Although the Wall Street Journal (WSJ) cited diplomats from the United States (US) and China while conveying no side effects on the phase-one talks, recent reports from Axios suggest otherwise. The news says that the deal is now stalled because of the Hong Kong legislation and may only happen at "year-end at the earliest." While disagreement over the rollback of the US tariffs and China’s guarantee on the agricultural import was reported as the main roadblocks, the US interference in the Hong Kong issue is likely an underlying reason that is up for grabs.

The market seems to wait for confirmation after the recently released data over the weekend, from China, showed spread optimism among the global market watchers. With this, the US 10-year treasury yields stay positive around 1.79%.

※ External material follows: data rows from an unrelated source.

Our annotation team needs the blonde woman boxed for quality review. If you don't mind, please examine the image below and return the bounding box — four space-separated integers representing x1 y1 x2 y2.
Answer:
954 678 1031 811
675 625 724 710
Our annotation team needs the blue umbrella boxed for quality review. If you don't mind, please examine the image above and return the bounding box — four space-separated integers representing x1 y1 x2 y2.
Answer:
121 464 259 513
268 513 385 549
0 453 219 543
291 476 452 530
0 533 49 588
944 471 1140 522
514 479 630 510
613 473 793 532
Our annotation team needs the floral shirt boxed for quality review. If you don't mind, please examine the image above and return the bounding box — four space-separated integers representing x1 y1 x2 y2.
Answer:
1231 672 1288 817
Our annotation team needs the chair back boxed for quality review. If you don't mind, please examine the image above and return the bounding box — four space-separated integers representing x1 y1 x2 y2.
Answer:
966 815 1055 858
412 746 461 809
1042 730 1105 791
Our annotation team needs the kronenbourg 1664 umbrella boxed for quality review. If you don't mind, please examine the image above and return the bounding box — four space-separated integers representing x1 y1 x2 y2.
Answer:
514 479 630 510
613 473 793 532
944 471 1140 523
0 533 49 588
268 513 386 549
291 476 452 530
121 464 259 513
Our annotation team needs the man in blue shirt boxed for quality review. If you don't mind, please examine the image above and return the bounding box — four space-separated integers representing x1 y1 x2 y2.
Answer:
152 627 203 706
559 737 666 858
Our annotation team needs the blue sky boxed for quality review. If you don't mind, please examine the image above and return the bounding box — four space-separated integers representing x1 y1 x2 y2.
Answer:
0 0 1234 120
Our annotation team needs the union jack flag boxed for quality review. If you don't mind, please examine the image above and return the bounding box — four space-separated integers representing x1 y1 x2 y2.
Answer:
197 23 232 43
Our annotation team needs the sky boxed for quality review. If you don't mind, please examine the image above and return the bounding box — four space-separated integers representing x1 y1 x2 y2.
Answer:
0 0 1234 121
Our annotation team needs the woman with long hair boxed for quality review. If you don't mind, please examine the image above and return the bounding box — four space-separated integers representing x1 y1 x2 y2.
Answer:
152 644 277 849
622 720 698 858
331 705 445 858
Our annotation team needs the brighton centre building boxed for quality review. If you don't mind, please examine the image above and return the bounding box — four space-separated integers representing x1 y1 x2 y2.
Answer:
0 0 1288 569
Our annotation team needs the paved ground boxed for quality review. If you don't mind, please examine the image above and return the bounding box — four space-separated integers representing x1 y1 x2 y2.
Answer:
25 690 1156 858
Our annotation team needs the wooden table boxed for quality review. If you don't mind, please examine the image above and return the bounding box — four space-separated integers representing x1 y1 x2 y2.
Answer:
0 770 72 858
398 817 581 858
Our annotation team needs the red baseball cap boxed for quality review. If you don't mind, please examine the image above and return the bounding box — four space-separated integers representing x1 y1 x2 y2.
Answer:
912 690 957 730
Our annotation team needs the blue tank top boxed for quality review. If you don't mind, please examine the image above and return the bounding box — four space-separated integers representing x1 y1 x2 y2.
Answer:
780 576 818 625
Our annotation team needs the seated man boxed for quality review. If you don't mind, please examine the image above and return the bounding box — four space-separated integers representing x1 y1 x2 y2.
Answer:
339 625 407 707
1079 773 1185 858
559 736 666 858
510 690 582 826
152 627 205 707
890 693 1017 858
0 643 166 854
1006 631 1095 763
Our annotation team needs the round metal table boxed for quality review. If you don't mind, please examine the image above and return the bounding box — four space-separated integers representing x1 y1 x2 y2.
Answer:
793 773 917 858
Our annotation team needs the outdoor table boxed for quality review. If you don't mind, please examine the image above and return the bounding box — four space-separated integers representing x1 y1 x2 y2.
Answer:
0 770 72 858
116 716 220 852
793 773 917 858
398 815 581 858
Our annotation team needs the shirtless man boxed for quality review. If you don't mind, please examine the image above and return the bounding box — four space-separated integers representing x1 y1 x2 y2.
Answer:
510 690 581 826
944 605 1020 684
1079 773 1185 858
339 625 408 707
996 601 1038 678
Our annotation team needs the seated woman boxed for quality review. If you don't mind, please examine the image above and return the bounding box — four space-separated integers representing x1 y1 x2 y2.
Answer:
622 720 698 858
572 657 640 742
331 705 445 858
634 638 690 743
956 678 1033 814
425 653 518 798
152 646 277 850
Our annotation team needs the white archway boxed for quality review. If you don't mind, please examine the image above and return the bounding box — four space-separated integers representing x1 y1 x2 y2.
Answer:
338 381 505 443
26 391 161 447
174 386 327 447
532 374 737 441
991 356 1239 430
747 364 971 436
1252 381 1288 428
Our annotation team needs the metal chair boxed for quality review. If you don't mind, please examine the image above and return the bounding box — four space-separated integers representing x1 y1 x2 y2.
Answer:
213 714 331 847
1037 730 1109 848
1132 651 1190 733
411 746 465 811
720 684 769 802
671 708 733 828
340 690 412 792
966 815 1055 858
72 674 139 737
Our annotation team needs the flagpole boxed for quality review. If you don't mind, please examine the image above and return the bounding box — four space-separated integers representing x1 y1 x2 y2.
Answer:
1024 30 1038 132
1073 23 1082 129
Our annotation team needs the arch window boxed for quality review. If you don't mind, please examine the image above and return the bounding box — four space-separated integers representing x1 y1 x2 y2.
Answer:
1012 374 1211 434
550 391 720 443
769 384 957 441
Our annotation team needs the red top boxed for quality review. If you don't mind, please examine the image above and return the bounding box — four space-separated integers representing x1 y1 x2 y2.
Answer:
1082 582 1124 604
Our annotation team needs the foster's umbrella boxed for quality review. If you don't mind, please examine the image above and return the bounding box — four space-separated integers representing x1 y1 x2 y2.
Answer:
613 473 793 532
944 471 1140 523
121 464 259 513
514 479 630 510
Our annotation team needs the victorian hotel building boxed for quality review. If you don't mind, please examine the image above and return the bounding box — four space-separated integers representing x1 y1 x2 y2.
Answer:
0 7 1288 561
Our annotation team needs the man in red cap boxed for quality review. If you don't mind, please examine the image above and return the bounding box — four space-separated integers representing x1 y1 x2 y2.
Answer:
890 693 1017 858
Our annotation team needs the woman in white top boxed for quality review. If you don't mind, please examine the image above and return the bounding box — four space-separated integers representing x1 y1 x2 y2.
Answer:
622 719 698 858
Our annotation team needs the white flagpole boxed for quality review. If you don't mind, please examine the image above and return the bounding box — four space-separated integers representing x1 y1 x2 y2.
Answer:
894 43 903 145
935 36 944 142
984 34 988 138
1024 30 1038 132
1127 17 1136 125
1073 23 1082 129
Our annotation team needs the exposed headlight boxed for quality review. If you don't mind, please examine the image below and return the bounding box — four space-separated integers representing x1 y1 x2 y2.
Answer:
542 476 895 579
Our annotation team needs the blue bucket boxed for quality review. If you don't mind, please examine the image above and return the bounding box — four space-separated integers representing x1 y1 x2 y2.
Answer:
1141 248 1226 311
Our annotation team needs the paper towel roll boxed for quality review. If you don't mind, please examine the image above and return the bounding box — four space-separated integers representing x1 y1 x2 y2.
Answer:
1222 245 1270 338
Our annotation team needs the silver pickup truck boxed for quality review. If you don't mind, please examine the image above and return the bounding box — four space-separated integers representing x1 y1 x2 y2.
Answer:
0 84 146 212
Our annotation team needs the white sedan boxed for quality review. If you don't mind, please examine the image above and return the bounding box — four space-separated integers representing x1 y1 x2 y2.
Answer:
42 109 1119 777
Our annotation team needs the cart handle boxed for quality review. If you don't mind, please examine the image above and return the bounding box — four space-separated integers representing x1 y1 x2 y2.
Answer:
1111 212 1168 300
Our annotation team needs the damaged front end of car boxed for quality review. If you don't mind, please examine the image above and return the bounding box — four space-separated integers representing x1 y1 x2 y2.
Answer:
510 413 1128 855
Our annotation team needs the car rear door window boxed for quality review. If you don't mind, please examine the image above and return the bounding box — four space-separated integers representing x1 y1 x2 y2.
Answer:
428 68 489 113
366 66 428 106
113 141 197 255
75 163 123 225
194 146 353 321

The yellow metal’s lack of response could also be attributed to the US dollar’s (USD) broad strength. With the US Federal Reserve (Fed) officials entering the blackout period while holding a neutral policy bias, coupled with overall positive data, keeps the greenback traders’ optimism intact.

Looking forward, traders will mostly concentrate on the month-start data from the US for immediate direction while trade/political headlines could keep dominating the major sentiment. Among the scheduled statistics, the US ISM Manufacturing Purchasing Manager Index (PMI) will be the key. “The US data calendar is worth watching. The manufacturing ISM survey plunged from late 2018 to a low of 47.8 in Sep 2019. The index recovered to 48.3 in Oct and consensus is 49.5 for Nov. Oct construction spending is due, seen up 0.4% MoM. Surprises in this series often produce changes to GDP forecast,” says Westpac.